I was thinking about my reply. Some time ago I took the liberty of making the wiki page about "My camera isn't ported." a little more friendly. But its still a bit dismissive.
Good to hear the port work isn't too bad. I work in the hardware verification field, while hardware designs are still in the code phase, so I can do coding. I also spent some time in web dev doing object-oriented PHP and MySQL. The trick is doing software development. I'm not used to SVN, development environments, and the like. I do VIM on a Unix command line and that's about it. So we'll see how long it takes me to ramp up.
If you can handle VIM, you are probably already in the elite of of CHDK developers. But seriously, a little knowledge of C and assembler (preferrable ARM) makes a huge difference. There have been a couple of ports recently by people who claimed to have no software experience but it was not pretty.
Frankly, I either learn or take a loss on purchasing a Canon camera that doesn't quite do what I want it to.
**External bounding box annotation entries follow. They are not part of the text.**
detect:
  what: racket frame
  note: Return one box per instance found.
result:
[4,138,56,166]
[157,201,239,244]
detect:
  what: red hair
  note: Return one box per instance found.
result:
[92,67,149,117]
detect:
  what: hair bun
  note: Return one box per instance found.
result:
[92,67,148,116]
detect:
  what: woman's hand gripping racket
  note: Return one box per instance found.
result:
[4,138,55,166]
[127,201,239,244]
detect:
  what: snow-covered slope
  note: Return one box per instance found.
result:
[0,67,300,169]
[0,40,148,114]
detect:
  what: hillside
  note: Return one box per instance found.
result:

There's a fair bit of chromatic aberration on contrasting spots in the shot, but that's acceptable for a point-and-shoot, and shooting in RAW would let me clean a lot of that up if I care about the shot. So... the video length limit is the only real holdout.
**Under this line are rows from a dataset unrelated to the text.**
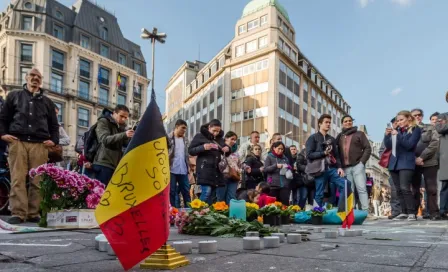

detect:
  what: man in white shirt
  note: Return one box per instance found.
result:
[168,119,191,208]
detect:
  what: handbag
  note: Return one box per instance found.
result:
[378,149,392,168]
[48,145,64,163]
Well, depending on your hourly rate expectations, you can probably buy a couple of top of the line P&S cameras or a great DSLR for what this project will cost you in time. Unless you are like the other crazy people around here who actually enjoy this stuff.
Also, the video time limit solutions so far are not great. Mostly you use a script to restart the video just before it has times out. You end up with multiple files with a brief gap between them.
RAW is another subject of hot debate. The RAW images are not like those you get from a good DSLR. They are messy and need a lot of cleanup - which is what the P&S camera does before saving the image as a JPG. There was a challenge posted recently on the forum for a RAW image that looked better than the associated full resolution JPG after post-processing. Not sure anyone was able to show that.